You don’t even know who you are, because you’ve allowed church and society to lie to you – to tell you that you can’t have opinions of your own, and you need to be a mindless yes-woman to that man that you like. However, not all men are stupid. If you think I’m lying, watch Coming To America. Again.
You don’t know what you like – because you’ve been told ‘good African girls’ aren’t supposed to show that they’re angry, hungry, horny, stressed, frustrated, or anything that indicates that you’re not ‘floating in the Holy Ghost 24/7’. Which is why you’re in your 10th year of marriage, and have no idea what an orgasm is. And your poor husband, has no idea.
You have no investments, because your church fellowship leader has told you that it will chase away Mr. Right. As a ‘nice girl’, you don’t want that, do you?

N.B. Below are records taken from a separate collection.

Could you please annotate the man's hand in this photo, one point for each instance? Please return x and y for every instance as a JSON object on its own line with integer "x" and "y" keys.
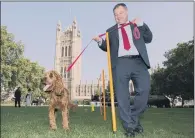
{"x": 97, "y": 38}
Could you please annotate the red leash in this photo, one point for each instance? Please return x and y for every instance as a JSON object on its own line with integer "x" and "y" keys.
{"x": 136, "y": 34}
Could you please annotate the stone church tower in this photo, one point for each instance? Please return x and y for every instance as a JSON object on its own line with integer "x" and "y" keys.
{"x": 68, "y": 46}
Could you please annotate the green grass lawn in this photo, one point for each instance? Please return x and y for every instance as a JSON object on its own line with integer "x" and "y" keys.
{"x": 32, "y": 122}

You won’t even apply for a promotion that you’re fully qualified for, because that’s ‘too forward’. And ‘nice girls’ are reserved. You get overlooked (your boss isn’t psychic); and you spend the next seven days, perfecting your “I’m really happy for them” look (you know that look/smile that Oscar/Grammy/Emmy/Tony/BAFTA losers, have?)

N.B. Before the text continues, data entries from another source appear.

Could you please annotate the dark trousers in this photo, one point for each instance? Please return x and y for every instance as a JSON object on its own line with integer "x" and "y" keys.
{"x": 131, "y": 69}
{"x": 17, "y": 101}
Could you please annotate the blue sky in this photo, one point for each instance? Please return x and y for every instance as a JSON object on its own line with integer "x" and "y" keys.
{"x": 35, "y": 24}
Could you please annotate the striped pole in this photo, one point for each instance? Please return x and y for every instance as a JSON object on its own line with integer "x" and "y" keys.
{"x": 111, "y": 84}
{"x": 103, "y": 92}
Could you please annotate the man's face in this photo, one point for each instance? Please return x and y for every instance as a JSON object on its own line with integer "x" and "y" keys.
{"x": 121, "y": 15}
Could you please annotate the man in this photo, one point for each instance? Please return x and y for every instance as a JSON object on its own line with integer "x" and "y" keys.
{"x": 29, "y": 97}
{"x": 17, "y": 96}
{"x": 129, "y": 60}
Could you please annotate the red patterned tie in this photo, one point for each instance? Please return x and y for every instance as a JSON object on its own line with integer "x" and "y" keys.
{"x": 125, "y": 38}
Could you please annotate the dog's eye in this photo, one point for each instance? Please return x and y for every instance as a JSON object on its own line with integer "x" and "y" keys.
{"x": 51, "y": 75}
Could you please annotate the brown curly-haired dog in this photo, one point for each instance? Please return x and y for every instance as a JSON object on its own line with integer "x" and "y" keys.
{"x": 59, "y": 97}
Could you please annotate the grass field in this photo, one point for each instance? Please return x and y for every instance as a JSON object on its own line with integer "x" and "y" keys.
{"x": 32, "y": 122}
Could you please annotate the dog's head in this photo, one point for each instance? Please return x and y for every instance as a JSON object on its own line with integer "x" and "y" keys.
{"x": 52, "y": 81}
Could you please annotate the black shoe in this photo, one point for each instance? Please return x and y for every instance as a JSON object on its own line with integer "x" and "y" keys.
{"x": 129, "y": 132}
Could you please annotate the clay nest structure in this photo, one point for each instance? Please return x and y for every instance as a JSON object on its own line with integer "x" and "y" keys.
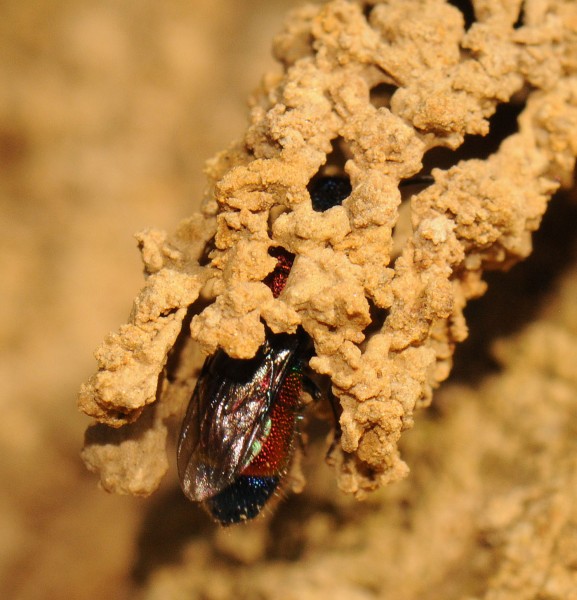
{"x": 374, "y": 91}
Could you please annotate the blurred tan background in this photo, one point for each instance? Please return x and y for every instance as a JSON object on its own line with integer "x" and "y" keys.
{"x": 108, "y": 111}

You don’t ask for the pay-rise that you deserve, because you’re one of the ‘nice’ girls. Then, you start praying for a miracle to stretch your five loaves and two fish(es) at the end of the month.
You like a guy who’s totally into you. And you don’t say a word because you’re a ‘nice girl’. And your bitter (sorry, ‘experienced’) aunties have told you that “if you tell him that, he’ll think you’re cheap.” So, he goes and marries someone who’s not interested in people’s opinions. And you start wondering how to drown yourself at the bottom of a vodka bottle. But you don’t tell anyone that – because … well, ‘nice girls’ don’t have such thoughts, do they?
Then, when another woman kisses her own husband, you think “She is such a s**t, else she would know that ‘nice girls’ don’t do that.”
Or another woman becomes CEO of her own company, you wonder aloud, “Did she sleep with someone to get there? I bet she’s a nightmare to work with/for.”
You can’t even say that out loud, because … ‘nice girls’ aren’t supposed to gossip. So, you fester and pretend that you’re not gossipping. Or wishing her, evil.
And you miss out in love, career and life – because you’re determined to be known as a ‘nice girl’.